We often think of slavery in terms of the Civil War. It's all Gone With The Wind and Mammy and Bette Davis in Jezebel sitting on the porch in hoop skirts listening to the slaves sing spirituals. These are all part of the story, but only part. The wonderful thing about this book is that this story starts with the arrival of the first Ball show more ancestor in the Americas in Charlestown (later Charleston) in the 1600's and follows the family up into the American Revolution and beyond. One of the Ball daughters was married to Henry Laurens, a delegate to the Second Continental Congress who succeeded John Adams as President of that body. He was also co-owner of a slave trading firm that was responsible for the sale of over 8,000 Africans during his lifetime.

The American Revolution was a boon for many slaves who were able to escape their masters to the British side. A number of people were taken back to Britain where they were given their freedom and some were taken to Nova Scotia to start over - it was people from the Canadian group that founded Sierra Leone and one of them was a former Ball slave.

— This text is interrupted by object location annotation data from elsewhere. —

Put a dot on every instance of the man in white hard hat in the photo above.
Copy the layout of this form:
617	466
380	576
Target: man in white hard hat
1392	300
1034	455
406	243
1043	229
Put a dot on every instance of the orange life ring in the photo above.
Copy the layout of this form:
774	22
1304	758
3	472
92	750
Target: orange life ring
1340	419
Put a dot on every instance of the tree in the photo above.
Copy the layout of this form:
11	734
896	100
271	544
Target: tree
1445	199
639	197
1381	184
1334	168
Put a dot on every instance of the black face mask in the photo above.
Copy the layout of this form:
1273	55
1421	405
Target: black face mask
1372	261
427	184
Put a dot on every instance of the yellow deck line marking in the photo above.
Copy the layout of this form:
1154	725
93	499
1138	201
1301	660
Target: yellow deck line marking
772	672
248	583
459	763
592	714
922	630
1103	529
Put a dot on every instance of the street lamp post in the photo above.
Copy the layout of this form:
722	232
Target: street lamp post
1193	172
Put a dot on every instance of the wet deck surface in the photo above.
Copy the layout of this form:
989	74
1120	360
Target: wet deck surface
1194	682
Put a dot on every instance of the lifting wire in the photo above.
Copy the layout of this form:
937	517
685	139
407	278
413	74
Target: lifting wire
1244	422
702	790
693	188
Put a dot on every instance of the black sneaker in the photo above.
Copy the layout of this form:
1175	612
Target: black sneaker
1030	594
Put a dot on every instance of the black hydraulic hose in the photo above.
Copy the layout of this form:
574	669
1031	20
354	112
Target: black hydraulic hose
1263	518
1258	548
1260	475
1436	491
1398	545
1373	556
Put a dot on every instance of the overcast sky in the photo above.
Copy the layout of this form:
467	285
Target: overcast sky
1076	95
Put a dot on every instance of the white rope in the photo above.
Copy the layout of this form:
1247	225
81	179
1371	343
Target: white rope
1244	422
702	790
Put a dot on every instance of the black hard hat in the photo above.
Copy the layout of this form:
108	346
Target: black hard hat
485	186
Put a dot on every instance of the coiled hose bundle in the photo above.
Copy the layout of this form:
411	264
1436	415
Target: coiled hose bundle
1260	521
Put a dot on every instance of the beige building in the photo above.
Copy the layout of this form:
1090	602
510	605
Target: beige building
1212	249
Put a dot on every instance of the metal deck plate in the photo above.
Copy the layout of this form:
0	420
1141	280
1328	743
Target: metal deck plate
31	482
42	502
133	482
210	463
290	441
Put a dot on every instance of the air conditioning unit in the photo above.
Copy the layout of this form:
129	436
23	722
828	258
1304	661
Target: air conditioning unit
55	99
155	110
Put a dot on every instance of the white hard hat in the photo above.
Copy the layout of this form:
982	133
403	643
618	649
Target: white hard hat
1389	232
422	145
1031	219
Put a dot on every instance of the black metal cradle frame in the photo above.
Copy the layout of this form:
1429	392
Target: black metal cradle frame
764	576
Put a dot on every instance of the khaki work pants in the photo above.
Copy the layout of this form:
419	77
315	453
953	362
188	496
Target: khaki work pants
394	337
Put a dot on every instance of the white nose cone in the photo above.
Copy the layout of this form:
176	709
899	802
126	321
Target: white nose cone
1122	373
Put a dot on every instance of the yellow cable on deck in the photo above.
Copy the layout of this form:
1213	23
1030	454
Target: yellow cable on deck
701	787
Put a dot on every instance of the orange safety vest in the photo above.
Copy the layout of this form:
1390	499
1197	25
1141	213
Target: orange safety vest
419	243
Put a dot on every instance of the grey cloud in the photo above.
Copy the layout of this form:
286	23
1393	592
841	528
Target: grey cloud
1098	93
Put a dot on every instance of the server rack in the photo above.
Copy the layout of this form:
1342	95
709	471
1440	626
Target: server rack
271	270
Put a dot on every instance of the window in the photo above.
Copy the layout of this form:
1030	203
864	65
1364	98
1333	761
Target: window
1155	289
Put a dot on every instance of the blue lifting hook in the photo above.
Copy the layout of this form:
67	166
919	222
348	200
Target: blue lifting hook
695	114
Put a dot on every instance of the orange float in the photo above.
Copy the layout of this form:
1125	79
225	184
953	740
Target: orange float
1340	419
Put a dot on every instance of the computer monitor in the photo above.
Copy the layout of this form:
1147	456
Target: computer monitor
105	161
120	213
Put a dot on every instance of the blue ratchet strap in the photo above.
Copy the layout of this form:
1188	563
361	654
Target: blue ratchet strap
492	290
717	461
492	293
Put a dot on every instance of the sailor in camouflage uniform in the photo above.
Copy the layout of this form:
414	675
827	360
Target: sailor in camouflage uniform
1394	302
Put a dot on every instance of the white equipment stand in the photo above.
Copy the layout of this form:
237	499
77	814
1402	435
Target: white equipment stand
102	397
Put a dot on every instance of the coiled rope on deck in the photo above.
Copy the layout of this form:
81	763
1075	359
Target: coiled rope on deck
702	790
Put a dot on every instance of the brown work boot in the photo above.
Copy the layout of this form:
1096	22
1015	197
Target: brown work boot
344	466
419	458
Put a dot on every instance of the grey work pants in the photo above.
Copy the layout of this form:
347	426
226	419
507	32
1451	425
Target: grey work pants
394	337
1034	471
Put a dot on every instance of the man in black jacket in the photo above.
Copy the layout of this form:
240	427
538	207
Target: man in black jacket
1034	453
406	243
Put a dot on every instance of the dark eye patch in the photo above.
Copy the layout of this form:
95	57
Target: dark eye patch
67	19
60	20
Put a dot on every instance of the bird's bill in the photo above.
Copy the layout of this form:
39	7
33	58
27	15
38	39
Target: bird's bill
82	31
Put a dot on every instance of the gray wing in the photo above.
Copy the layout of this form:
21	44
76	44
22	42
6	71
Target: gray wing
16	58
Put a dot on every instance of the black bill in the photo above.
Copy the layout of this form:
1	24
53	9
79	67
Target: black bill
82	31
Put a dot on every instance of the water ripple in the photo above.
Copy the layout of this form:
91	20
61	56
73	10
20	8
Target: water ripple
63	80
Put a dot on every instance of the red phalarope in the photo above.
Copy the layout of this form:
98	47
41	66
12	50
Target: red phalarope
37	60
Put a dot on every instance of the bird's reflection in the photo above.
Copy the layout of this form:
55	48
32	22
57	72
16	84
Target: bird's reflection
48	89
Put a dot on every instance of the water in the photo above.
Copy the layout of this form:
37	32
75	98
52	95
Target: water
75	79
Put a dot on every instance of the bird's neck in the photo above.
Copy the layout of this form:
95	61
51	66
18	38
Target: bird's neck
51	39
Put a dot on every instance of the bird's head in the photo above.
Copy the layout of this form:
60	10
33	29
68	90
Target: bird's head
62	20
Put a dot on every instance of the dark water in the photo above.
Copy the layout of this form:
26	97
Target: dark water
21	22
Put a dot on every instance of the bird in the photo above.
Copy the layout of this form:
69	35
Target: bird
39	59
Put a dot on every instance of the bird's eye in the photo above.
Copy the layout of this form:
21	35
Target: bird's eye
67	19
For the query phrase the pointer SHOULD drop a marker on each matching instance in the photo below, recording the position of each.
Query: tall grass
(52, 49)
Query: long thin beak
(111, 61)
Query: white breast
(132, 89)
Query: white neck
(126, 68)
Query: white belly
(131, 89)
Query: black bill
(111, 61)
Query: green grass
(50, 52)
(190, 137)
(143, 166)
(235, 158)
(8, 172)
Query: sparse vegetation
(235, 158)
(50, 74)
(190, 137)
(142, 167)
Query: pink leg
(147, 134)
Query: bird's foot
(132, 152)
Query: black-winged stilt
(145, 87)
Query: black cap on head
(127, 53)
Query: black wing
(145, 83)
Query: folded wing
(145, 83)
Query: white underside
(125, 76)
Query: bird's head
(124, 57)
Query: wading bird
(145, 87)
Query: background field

The book takes us into the present day and brings together many disparate stories as the author struggles to come to terms with his family history and what it means to him. Along the way he meets many relatives he didn't know he had and is able to help some of these people piece together family trees as they trace their genealogy back through the records to their original slave ancestor.

This is not a perfect book and I can understand why some members of the author's family would have preferred he left well enough alone, but I am glad he didn't. It is imperative that we all understand our history, acknowledge where we came from, and find the connections between us. They are closer than we think.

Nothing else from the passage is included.